Pi shipped 34 release events in 30 days, then moved its GitHub and npm identity to Earendil Works. That is the useful signal here. This is not a quiet rename of a dormant CLI, it is a live project changing its distribution path while still publishing at high speed.
ToolVitals scores Pi at 94 overall, with a 94 health score and a 100 shipping score. It also records 30 GitHub releases in 90 days and 48,301 GitHub stars. GitHub currently rounds the repository display to 48.7k stars, but ToolVitals metrics are the source of truth for this post.

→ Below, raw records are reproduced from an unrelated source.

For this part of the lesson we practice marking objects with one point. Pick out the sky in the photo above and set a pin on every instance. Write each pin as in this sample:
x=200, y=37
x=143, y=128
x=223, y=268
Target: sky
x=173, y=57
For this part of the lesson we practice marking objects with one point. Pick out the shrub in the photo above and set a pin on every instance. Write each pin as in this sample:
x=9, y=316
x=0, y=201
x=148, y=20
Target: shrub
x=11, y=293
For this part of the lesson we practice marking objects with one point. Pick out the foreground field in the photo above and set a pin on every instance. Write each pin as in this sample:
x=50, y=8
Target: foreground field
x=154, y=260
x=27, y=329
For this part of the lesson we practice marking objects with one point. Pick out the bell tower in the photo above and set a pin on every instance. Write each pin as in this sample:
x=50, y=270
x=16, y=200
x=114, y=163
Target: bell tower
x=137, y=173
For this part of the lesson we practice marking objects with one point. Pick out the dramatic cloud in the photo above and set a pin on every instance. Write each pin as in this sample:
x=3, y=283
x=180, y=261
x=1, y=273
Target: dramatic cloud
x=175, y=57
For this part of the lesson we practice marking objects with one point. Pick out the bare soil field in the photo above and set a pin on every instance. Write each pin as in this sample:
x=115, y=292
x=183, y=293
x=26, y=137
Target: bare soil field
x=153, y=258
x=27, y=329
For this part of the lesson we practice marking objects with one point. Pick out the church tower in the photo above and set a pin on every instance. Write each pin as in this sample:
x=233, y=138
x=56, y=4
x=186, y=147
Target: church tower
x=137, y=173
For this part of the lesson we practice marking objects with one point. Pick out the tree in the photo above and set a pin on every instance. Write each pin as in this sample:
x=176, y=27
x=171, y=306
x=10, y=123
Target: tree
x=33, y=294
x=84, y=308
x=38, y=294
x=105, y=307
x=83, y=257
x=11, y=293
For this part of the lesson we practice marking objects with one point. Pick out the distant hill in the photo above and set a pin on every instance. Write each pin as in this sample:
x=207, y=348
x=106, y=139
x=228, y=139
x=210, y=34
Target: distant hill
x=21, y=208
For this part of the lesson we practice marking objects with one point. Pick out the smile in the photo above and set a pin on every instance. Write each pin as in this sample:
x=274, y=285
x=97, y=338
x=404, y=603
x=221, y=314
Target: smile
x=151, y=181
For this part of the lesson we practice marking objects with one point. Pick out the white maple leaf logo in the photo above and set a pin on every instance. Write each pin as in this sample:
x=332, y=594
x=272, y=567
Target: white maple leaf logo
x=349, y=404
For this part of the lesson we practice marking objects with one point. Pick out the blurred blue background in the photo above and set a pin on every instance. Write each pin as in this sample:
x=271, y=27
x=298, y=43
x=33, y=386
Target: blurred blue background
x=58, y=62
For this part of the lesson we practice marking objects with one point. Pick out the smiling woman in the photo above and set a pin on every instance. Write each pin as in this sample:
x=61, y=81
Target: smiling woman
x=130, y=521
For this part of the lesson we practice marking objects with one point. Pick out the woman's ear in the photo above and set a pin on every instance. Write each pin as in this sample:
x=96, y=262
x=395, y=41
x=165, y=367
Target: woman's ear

The interesting signal is migration under load
Pi describes itself as a minimal terminal coding harness that users can customize with extensions, skills, prompt templates, themes, and packages. The homepage also positions it around multiple execution modes, including interactive use, print and JSON output, RPC, and SDK usage.
That positioning matters because the recent release notes are not just cosmetic churn. Pi 0.73.1 added self-update support for the npm scope migration, interactive OAuth login selection, and JSONC-style parsing for models.json. Pi 0.74.0 then became the first release under the new @earendil-works package scope.
The May 7 announcement says the code moved to earendil-works/pi, npm packages moved to @earendil-works, and the CLI remains pi. It also says older @mariozechner/* packages are deprecated, not unpublished, so pinned installs remain reproducible. That is a clean migration story, not a scorched-earth package rename.
Pi is betting on hackable agent infrastructure
The release stream points in the same direction as the homepage. Pi keeps adding provider support, auth paths, model metadata, extension APIs, and TUI behavior fixes. Recent notes mention Cloudflare AI Gateway, Cloudflare Workers AI, Moonshot AI, Xiaomi MiMo, model thinking-level metadata, OpenAI Codex transport fixes, and session or context handling changes.
That suggests Pi is less interested in being a sealed coding assistant and more interested in being an agent workbench. The official site says Pi skips built-in features like sub-agents and plan mode, and encourages users to build or install the workflow they want. That is a strong product opinion.
The risk is also obvious. Extensibility attracts power users, but it also creates more surface area for breakage. The release notes show lots of fixes around providers, update flows, terminal behavior, exports, and platform-specific edge cases. Fast shipping is good, but agent CLIs live or die on boring reliability.
What ToolVitals cannot infer
ToolVitals can see public signs of life: stars, release events, release frequency, SSL and uptime signals, and score trends. It cannot judge whether Pi’s agent loop is better than a competing CLI, whether the TUI feels good after a week of use, or whether the extension model produces maintainable workflows.
ToolVitals also does not have 30-day commit count or active contributor count for Pi in this payload. That means the release and star signals are strong, but the contributor picture is incomplete here.
The data confidence is 77. Treat the shipping signal as credible, not omniscient.
Compared with nearby tools
Pi is not the hottest tool in this comparison set. n8n has a 240.0 hot score, 187,504 stars, and 51 release events in 30 days. LangChain also has a 240.0 hot score, 136,475 stars, and 32 release events in 30 days.
Pi’s 209.7 hot score is lower, and its 48,301 stars are smaller than LangChain’s count. But Pi’s 34 release events in 30 days beat LangChain’s 32 in this payload. Against Gemini CLI, Pi trails on stars, 48,301 versus 103,818, but ships more frequently, 34 release events versus 17.
That makes Pi a different kind of signal. It is not winning on raw attention here. It is showing a high shipping cadence while changing project ownership and package scope.
Recommendation
If your team wants a coding agent CLI you can customize deeply, evaluate Pi because its current public work is focused on extension points, provider coverage, update flows, and terminal workflow control.
If you want a polished sealed product with fewer knobs, be cautious. Pi’s own pitch is that you change the harness, not your workflow. That is exactly right for teams that like owning their tools, and exactly wrong for teams that want the tool to stay out of sight.